The UNRC said there are some areas where the UN is “concerned” about and some of them apply for many countries.
“We’re concerned about increasing violence against women, we’re concerned about growing inequalities – it’s a global concern. We’re also concerned about signs of shrinking civic space. Again it’s a global concern,” Mia said, adding that they hope that the review of the DSA will indeed improve that situation in Bangladesh.
Globally at the moment, she said, there is a big concern around shrinking civic space and that applies to so many countries.
“I don’t think for any country that aspires to be a democracy that helps it. We obviously encourage protecting the civic space,” Mia said, mentioning that it should be part of all the efforts to make sure Covid recovery is inclusive.
She said they have to recognise that protecting human rights is very much “collective responsibility” and the media have a responsibility in making sure that stories do not stigmatize the victims but spot issues of concern by protecting the privacy of the victims.
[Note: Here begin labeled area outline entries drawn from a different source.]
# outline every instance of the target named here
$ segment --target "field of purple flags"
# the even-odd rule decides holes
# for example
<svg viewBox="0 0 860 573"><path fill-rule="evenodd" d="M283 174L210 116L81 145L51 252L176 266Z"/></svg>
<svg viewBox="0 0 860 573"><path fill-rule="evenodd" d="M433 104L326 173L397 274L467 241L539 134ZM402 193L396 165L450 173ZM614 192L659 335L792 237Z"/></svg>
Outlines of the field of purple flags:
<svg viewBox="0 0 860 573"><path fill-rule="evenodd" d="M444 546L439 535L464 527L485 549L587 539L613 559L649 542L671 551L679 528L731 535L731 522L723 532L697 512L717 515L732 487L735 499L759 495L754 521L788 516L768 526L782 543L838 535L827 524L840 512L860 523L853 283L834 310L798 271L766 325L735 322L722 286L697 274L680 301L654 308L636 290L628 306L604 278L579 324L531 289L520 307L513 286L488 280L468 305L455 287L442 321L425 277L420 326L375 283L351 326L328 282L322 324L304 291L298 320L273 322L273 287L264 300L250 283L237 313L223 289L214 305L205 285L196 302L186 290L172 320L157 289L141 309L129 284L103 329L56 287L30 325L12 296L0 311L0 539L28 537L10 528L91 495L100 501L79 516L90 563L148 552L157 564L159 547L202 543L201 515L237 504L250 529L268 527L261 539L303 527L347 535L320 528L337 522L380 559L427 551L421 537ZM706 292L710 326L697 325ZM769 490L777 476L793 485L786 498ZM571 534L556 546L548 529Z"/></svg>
The UN official said Covid-19 pandemic has amplified the challenges of inequality, achieving the Sustainable Development Goals and gender disparity.
As Bangladesh graduates from the LDC status, it will have opportunities but also face the challenges of inequality, which needs to be addressed very effectively, Mia said.
She said there is no development without peace and no peace without development; and sustaining peace is a continuous process.
She said the media's action and reporting can engender either social cohesion or mistrust and divisions among communities and people. “Media reports can give a rise to resentment, suspicion and conspiracy theories.”
The journalists have the responsibility to bring out the truth, spread science-based facts that save lives, protect people and ensure rights. “That’s the power of your pen. Use that power as a force for good.”
“You possess great potential to reinforce and create conditions that enable a more tolerant, just, peaceful and inclusive coexistence,” she said.